Sunday, 8 February 2015

Book of the Month | January 2015

Ideas only ever seem to pop into my head at night time when I'm in that strange inbetween time of being awake and falling asleep. It's as if I like to taunt myself because I'm presented with a dilemma every time; to reach for a notebook and scribble some words down fully waking myself up in the process OR to let myself fall asleep and inevitably forget forever whatever it was that seemed like a really bloody good idea at 2am. Sometimes I lie awake at night pondering the ideas that got away, I mean, there could have been a best selling novel in there somewhere. Doubtful, but possible!
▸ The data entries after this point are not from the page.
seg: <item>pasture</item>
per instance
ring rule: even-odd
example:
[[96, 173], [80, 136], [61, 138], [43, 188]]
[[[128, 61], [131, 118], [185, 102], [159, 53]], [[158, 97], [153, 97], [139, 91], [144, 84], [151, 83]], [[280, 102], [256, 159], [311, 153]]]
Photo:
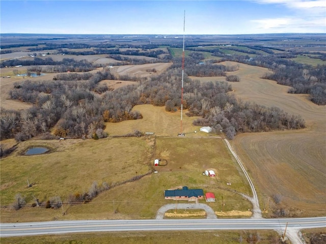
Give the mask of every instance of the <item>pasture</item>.
[[[225, 62], [222, 64], [234, 65], [237, 63]], [[159, 64], [156, 65], [160, 65]], [[165, 64], [165, 65], [168, 65], [169, 64]], [[325, 106], [318, 106], [313, 104], [308, 100], [307, 95], [287, 94], [287, 91], [289, 88], [287, 86], [278, 85], [275, 81], [260, 79], [260, 77], [262, 75], [269, 72], [266, 69], [242, 64], [240, 64], [239, 65], [239, 70], [230, 73], [238, 76], [240, 79], [239, 82], [231, 83], [233, 89], [233, 91], [231, 92], [232, 94], [243, 102], [254, 102], [266, 106], [277, 106], [289, 113], [300, 114], [305, 119], [307, 126], [306, 129], [299, 131], [278, 131], [238, 135], [235, 139], [231, 142], [232, 146], [234, 147], [236, 152], [248, 169], [256, 187], [259, 190], [258, 194], [261, 207], [265, 206], [267, 207], [268, 209], [273, 207], [274, 204], [273, 201], [269, 199], [273, 198], [273, 196], [276, 194], [278, 194], [282, 196], [281, 204], [292, 209], [293, 214], [300, 216], [324, 215], [325, 214], [324, 206], [326, 202], [324, 193], [326, 190], [324, 184], [324, 178], [326, 176], [325, 170], [326, 163], [324, 159], [326, 158], [326, 155], [324, 150], [324, 145], [326, 144], [325, 139], [326, 138], [325, 131], [326, 123], [324, 119], [326, 111]], [[159, 67], [161, 67], [161, 66]], [[120, 69], [118, 70], [118, 68]], [[148, 69], [148, 67], [145, 68], [143, 66], [127, 66], [118, 68], [116, 71], [118, 74], [129, 75], [134, 75], [138, 74], [138, 69], [140, 69], [142, 72], [144, 72], [144, 70], [146, 71], [146, 69]], [[166, 68], [165, 67], [162, 68], [162, 70], [159, 70], [162, 71], [164, 68]], [[155, 68], [157, 70], [159, 69], [156, 67]], [[150, 75], [150, 74], [148, 74], [148, 75]], [[224, 77], [191, 78], [199, 79], [202, 82], [210, 80], [224, 81], [225, 79]], [[44, 79], [44, 77], [36, 77], [34, 79]], [[8, 80], [8, 82], [7, 83], [4, 82], [4, 79], [2, 79], [2, 94], [3, 94], [2, 88], [4, 85], [9, 86], [10, 84], [12, 84], [17, 80], [12, 80], [12, 78], [10, 78]], [[2, 97], [2, 106], [3, 104]], [[10, 102], [11, 103], [17, 103], [16, 101]], [[12, 104], [11, 103], [11, 104]], [[17, 105], [17, 108], [19, 107], [18, 105], [19, 104]], [[21, 105], [22, 107], [20, 107], [20, 108], [23, 108], [24, 106], [29, 106], [25, 104], [22, 104]], [[135, 106], [133, 109], [139, 111], [144, 116], [144, 118], [137, 120], [125, 121], [120, 123], [107, 123], [105, 131], [108, 133], [110, 136], [124, 135], [128, 133], [132, 133], [135, 130], [144, 132], [154, 132], [155, 135], [157, 136], [173, 137], [176, 136], [177, 133], [180, 132], [179, 112], [167, 112], [165, 111], [164, 107], [154, 107], [152, 105], [138, 105]], [[185, 114], [186, 111], [185, 111], [184, 112]], [[198, 127], [195, 127], [192, 124], [192, 121], [196, 118], [189, 118], [186, 116], [184, 116], [183, 118], [183, 131], [186, 134], [187, 140], [188, 138], [193, 137], [209, 136], [208, 134], [202, 132], [200, 132], [201, 134], [194, 133], [195, 131], [199, 130]], [[198, 138], [194, 138], [194, 140], [197, 139]], [[107, 139], [105, 140], [109, 141], [110, 140], [113, 139]], [[99, 141], [103, 142], [104, 140], [101, 140]], [[33, 141], [31, 141], [32, 142], [30, 143], [33, 143]], [[87, 141], [87, 142], [82, 142], [81, 144], [86, 143], [90, 143], [90, 146], [91, 146], [91, 144], [95, 144], [98, 142]], [[146, 143], [145, 144], [146, 144]], [[22, 143], [21, 145], [22, 145]], [[125, 146], [126, 148], [129, 148], [128, 144]], [[150, 148], [150, 146], [148, 145], [147, 146], [149, 146]], [[82, 146], [80, 148], [85, 148]], [[106, 151], [107, 148], [101, 147], [101, 146], [99, 146], [99, 148], [102, 148], [102, 151]], [[121, 154], [123, 154], [121, 151], [117, 150], [117, 151], [120, 151]], [[155, 152], [156, 153], [156, 151]], [[56, 152], [55, 154], [59, 152]], [[94, 155], [99, 155], [101, 154], [100, 151], [97, 151]], [[78, 152], [76, 154], [78, 154]], [[42, 158], [44, 157], [44, 156], [33, 156], [34, 158]], [[68, 156], [62, 157], [63, 158], [65, 158]], [[97, 156], [93, 156], [93, 157], [95, 157], [95, 162], [96, 162], [96, 160], [100, 161], [100, 159], [97, 159]], [[146, 158], [147, 159], [146, 159], [147, 162], [148, 161], [150, 162], [150, 160], [153, 159], [151, 155], [150, 156], [147, 155], [146, 157], [149, 157]], [[24, 162], [25, 158], [26, 156], [18, 156], [17, 157], [13, 157], [11, 159], [16, 163], [18, 163], [21, 159], [24, 159], [23, 161]], [[148, 159], [150, 158], [150, 160]], [[10, 158], [9, 157], [8, 159], [10, 159]], [[66, 158], [65, 160], [66, 162], [67, 160], [68, 162], [71, 161], [70, 159], [67, 159], [67, 158]], [[6, 160], [9, 160], [9, 159], [5, 159], [4, 160], [2, 160], [2, 180], [3, 180], [2, 176], [4, 175], [3, 169], [4, 168], [3, 165], [5, 165], [5, 164], [3, 164], [3, 163], [7, 163], [8, 165], [10, 165], [8, 166], [9, 170], [10, 169], [11, 169], [12, 170], [16, 170], [14, 166], [15, 165], [11, 165], [11, 164], [8, 163]], [[26, 160], [30, 162], [29, 159], [26, 159]], [[90, 160], [91, 160], [90, 159]], [[78, 161], [78, 159], [76, 161]], [[51, 161], [50, 161], [51, 162]], [[59, 163], [59, 165], [62, 163], [58, 160], [56, 161], [53, 160], [52, 161], [53, 165], [57, 164], [53, 162]], [[35, 162], [33, 162], [32, 164], [37, 164]], [[42, 168], [41, 165], [42, 164], [39, 162], [38, 167]], [[23, 167], [21, 169], [19, 169], [23, 170], [24, 167], [25, 170], [27, 170], [26, 168], [27, 166], [23, 164]], [[146, 168], [148, 166], [144, 167]], [[142, 170], [145, 170], [144, 169], [145, 168], [142, 168]], [[23, 172], [20, 173], [21, 175], [23, 176], [29, 175], [28, 173], [24, 173]], [[10, 175], [9, 172], [6, 173], [8, 175]], [[176, 173], [176, 172], [174, 172], [173, 174], [174, 173]], [[118, 174], [118, 173], [117, 174]], [[163, 173], [161, 174], [163, 174]], [[99, 175], [100, 175], [100, 174]], [[66, 175], [63, 177], [68, 178], [68, 175]], [[77, 177], [76, 175], [73, 176]], [[128, 175], [128, 176], [130, 176], [130, 175]], [[18, 177], [18, 176], [16, 175], [12, 177]], [[74, 178], [73, 177], [72, 179]], [[180, 177], [180, 176], [177, 177]], [[142, 178], [141, 180], [145, 180], [145, 179], [151, 177], [151, 176], [146, 176]], [[81, 184], [80, 183], [78, 183], [78, 185], [73, 187], [73, 187], [72, 189], [78, 189], [78, 191], [87, 191], [90, 187], [90, 184], [94, 180], [100, 182], [101, 180], [104, 180], [103, 179], [104, 178], [109, 179], [109, 178], [112, 180], [110, 177], [105, 178], [103, 176], [98, 177], [94, 177], [94, 178], [88, 178], [90, 182], [83, 184], [83, 186], [85, 185], [84, 188], [82, 188], [81, 185], [78, 185]], [[10, 181], [15, 180], [17, 180], [17, 178], [16, 179], [9, 180], [9, 182], [4, 184], [4, 186], [11, 186], [12, 182], [10, 183]], [[19, 180], [20, 180], [19, 179]], [[18, 185], [14, 185], [15, 186], [17, 185], [17, 187], [18, 187], [17, 189], [22, 189], [21, 187], [23, 187], [25, 184], [24, 183], [25, 180], [26, 179], [23, 180], [22, 179], [21, 182]], [[75, 178], [73, 180], [72, 179], [71, 182], [72, 182], [74, 180], [78, 181]], [[3, 183], [2, 182], [2, 186]], [[53, 192], [60, 192], [61, 190], [56, 189], [56, 187], [55, 187], [53, 189], [56, 189], [56, 191], [53, 190]], [[51, 191], [50, 190], [50, 193]], [[14, 196], [14, 192], [11, 193], [6, 193], [5, 191], [4, 192], [4, 193], [3, 193], [2, 190], [2, 202], [6, 203], [6, 204], [10, 203], [11, 201], [12, 201], [12, 197]], [[5, 200], [4, 200], [4, 198], [2, 197], [3, 194], [9, 194], [8, 196], [10, 196], [10, 197], [5, 198]], [[63, 194], [63, 197], [64, 196]], [[103, 196], [104, 196], [104, 194]], [[11, 200], [9, 200], [10, 198]], [[141, 202], [142, 202], [141, 201]], [[268, 206], [266, 205], [267, 202], [269, 202]], [[157, 206], [160, 204], [160, 202]], [[89, 205], [90, 205], [90, 204]], [[153, 209], [156, 209], [156, 206], [153, 207]], [[79, 207], [81, 207], [74, 206], [73, 207], [72, 207], [72, 209], [77, 209]], [[29, 211], [31, 210], [29, 210]], [[75, 211], [76, 212], [83, 211], [83, 210], [79, 210]], [[150, 211], [150, 212], [149, 214], [144, 214], [143, 217], [152, 218], [154, 211], [154, 210], [151, 212]], [[100, 216], [100, 214], [98, 215], [99, 216]], [[96, 218], [96, 216], [97, 216], [95, 214], [95, 216]], [[126, 215], [126, 216], [128, 216], [128, 215]], [[68, 218], [68, 217], [65, 218]]]
[[[21, 155], [26, 148], [40, 145], [50, 148], [51, 152]], [[158, 156], [164, 157], [168, 165], [154, 169], [153, 159]], [[160, 206], [175, 202], [164, 199], [164, 190], [183, 186], [214, 192], [216, 201], [210, 206], [216, 212], [236, 213], [229, 217], [239, 218], [251, 207], [250, 202], [234, 192], [250, 194], [237, 165], [218, 138], [30, 140], [19, 143], [14, 154], [2, 160], [1, 166], [3, 222], [151, 219]], [[218, 177], [203, 175], [207, 169], [214, 169]], [[154, 169], [158, 172], [120, 184]], [[28, 187], [27, 179], [31, 187]], [[106, 182], [111, 188], [87, 204], [67, 202], [69, 195], [87, 192], [94, 181], [99, 185]], [[26, 206], [19, 210], [3, 208], [11, 206], [17, 193], [25, 197]], [[61, 209], [31, 206], [34, 198], [44, 203], [56, 196], [64, 202], [65, 215]]]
It's 2am as I'm writing this (which may explain why I'm perhaps not making much sense) and I've been flicking through my bedside notebook. The last page has 4 almost illegible words because I guess scribbling down ideas in the dark when you're really tired means a distinct lack of good penmanship. Anyway, those words were 'book of the month'. Not all ideas scribbled in that notebook make much sense in the cold light of day, but I really I like the idea of making a note of the book that has made the biggest impact on me each month. I'm hopeful that I'll end up with a collection of 12 books that will sum up 2015 for me. 

Morning Breaks in the Elevator by Lemn Sissay
There's something very intimate about poetry. A collection of carefully constructed lines, made up of specific words deliberately chosen and arranged in a particular way to make you really feel something, be it an emotion or an atmosphere or an idea. It is often so deeply personal to the poet that it's almost like reading their diary or looking directly into their soul. It's why I think poetry is also a distinctly personal experience because it depends on a connection. You may appreciate the work of one poet, but another may hit you straight in the heart and speak to you in a way you've never felt before.

This collection is one that speaks to me and I don't think I have the words to ever fully convey why, or to explain why I think you should experience it too in a way that will ever do it justice. All I will say is that Lemn is a pretty inspiring guy. If you have 15 minutes to spare I highly recommend his TED Talk in which he talks about us being time machines and being in a constant state of migration. If you're feeling a little lost, I hope you'll find it as comforting as I did.

I hope you're having truly a wonderful day.